眠らない街の眠れない夜に

八草秋水

        深夜

首都東京の辺境アパート204号室ここが私の住処だ。

辺境といっても深夜に蝉の鳴き声や川のせせらぎは、聞こえない。

聞こえるのは、酔った同年代くらいのおっさんの賑やかで楽しそうな笑い声や車の音そして電車の音だ。
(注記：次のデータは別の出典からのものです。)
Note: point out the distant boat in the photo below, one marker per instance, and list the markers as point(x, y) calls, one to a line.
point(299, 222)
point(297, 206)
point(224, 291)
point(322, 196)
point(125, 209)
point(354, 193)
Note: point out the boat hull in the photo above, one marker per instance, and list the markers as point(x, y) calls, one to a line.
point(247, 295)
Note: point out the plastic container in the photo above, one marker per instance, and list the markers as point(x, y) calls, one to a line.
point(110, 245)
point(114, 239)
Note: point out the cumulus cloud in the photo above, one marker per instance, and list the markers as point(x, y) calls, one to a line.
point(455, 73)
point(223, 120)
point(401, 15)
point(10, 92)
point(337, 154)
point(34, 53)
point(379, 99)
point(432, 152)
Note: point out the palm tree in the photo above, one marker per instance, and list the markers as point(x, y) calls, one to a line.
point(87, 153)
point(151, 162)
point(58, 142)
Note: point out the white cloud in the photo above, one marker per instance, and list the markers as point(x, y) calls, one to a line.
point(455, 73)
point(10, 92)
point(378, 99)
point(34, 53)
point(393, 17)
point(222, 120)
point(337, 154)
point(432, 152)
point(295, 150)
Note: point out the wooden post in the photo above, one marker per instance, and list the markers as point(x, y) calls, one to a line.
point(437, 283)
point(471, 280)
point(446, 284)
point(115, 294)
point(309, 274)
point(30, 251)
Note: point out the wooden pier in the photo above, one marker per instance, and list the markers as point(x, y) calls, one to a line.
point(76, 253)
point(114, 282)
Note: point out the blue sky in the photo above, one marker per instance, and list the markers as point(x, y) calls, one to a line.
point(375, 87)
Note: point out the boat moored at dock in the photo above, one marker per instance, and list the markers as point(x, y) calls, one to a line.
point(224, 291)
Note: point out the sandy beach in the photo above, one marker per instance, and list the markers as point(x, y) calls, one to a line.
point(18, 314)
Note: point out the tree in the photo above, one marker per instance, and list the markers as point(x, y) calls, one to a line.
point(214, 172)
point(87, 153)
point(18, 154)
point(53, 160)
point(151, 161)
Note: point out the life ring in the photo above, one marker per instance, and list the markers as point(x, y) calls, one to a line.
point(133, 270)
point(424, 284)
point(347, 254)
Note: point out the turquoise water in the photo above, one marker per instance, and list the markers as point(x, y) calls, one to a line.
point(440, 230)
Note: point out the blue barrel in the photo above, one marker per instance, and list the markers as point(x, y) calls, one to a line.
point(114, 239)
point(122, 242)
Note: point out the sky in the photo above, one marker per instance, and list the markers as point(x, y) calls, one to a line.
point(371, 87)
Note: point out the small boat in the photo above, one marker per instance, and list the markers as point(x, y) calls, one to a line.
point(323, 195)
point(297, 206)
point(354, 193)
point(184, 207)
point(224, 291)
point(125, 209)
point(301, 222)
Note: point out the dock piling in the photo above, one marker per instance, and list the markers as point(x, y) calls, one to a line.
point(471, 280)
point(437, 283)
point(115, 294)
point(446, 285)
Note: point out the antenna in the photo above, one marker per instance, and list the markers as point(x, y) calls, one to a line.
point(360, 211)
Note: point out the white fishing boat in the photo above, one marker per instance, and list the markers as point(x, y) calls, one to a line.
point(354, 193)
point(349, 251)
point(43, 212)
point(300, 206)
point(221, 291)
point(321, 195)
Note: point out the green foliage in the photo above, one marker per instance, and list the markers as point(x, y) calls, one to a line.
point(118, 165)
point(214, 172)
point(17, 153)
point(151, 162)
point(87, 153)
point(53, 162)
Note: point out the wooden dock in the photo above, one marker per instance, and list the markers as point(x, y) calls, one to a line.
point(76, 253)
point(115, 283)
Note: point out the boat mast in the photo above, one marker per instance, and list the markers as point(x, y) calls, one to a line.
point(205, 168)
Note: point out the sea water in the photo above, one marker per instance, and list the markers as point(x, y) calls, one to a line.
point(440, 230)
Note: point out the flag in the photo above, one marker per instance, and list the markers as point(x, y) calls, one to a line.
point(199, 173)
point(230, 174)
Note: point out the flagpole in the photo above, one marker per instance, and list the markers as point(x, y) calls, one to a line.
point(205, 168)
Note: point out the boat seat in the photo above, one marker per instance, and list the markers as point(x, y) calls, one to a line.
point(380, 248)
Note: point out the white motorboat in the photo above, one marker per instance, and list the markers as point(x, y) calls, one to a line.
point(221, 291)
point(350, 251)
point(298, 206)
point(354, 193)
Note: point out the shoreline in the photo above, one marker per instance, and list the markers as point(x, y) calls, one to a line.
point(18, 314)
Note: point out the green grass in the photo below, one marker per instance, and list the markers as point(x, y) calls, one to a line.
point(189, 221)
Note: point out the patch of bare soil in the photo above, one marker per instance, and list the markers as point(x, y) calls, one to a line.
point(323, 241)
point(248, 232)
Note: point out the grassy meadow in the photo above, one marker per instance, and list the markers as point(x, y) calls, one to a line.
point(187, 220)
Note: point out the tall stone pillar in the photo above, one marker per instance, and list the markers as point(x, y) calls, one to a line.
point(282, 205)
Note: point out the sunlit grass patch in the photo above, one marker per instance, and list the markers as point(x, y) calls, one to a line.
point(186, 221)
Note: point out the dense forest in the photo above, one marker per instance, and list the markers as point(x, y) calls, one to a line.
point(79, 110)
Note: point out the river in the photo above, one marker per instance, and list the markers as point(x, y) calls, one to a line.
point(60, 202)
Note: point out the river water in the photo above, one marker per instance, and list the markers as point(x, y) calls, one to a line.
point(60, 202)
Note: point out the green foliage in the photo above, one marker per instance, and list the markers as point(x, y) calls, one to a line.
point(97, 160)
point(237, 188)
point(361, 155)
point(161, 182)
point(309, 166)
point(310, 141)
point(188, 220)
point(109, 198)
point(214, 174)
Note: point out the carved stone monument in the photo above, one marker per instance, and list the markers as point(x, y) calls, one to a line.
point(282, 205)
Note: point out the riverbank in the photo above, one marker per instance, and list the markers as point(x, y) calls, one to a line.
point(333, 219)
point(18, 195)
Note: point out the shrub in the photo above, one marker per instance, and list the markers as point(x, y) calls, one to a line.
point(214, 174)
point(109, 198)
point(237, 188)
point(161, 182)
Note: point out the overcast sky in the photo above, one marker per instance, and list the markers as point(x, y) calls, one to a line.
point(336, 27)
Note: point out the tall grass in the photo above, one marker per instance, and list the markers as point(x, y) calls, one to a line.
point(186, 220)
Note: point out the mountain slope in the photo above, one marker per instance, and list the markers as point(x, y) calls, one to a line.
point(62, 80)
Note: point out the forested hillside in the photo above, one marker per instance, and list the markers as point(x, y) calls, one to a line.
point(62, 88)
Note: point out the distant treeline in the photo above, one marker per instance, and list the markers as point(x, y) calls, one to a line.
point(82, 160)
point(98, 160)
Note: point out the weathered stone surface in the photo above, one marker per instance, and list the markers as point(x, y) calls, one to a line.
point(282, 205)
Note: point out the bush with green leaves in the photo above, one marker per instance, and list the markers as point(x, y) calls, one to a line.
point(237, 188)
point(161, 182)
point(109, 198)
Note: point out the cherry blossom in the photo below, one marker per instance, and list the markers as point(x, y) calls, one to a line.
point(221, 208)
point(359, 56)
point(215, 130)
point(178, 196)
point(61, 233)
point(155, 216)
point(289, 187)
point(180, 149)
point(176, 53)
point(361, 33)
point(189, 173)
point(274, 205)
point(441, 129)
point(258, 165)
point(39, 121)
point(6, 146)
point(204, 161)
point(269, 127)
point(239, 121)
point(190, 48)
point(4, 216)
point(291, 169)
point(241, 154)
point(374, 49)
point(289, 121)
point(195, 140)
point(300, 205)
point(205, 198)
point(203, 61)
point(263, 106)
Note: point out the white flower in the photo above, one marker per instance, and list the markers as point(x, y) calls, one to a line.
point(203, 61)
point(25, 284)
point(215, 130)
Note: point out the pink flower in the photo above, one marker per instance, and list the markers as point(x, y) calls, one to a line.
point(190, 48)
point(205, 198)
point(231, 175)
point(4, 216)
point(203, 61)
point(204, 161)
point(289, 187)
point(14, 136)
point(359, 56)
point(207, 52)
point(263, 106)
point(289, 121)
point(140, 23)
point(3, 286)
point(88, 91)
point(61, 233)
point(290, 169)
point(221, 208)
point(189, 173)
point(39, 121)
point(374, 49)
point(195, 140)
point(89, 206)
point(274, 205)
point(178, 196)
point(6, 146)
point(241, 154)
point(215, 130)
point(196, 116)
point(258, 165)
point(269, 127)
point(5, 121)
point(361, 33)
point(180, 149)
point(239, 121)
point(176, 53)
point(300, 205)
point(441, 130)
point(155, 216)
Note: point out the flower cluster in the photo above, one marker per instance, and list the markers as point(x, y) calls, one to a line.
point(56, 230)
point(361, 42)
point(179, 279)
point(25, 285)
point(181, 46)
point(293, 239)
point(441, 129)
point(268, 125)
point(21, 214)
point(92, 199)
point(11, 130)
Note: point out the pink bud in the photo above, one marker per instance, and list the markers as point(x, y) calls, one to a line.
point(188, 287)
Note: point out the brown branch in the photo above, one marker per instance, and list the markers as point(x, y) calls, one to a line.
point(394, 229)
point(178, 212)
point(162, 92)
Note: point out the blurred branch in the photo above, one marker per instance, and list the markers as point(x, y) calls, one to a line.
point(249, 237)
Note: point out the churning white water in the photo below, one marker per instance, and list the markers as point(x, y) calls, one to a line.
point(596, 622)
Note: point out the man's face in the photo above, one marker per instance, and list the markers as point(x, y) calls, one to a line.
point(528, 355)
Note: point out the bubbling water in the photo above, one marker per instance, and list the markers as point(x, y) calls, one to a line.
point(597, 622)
夜が段々と深くなるにつれそれらも段々と聞こえなくなってくる。

けれど誰も通らない道は、寂しく照らされているし誰も買わない自販機は、今も誰かを待っている。

眠らない街。

人間が眠りについたとしても眠らない“モノ“がある。

たまにくる誰かを街続けている。

窓からそんな景色を覗いていると一匹の猫が寂しく照らされた道に訪れた。

猫は、そこで座り込んだ。

まるで他の“モノ“と同じように誰かを待つように。

空に陰りが無くしかし月もない星が幾つか見えるどこか寂しくなるような夜だった。

空の光は、地上の光に負け強いものだけが見える。

どこか寂しい夜だ。

数多の星は、地に落ちたらしい。

今も猫を照らす地上の星に。

猫は、待ち続けた。時計は、午前二時を指している。

私は、立ち上がり財布と携帯そしてギターを持ってサンダルを履き部屋を出た。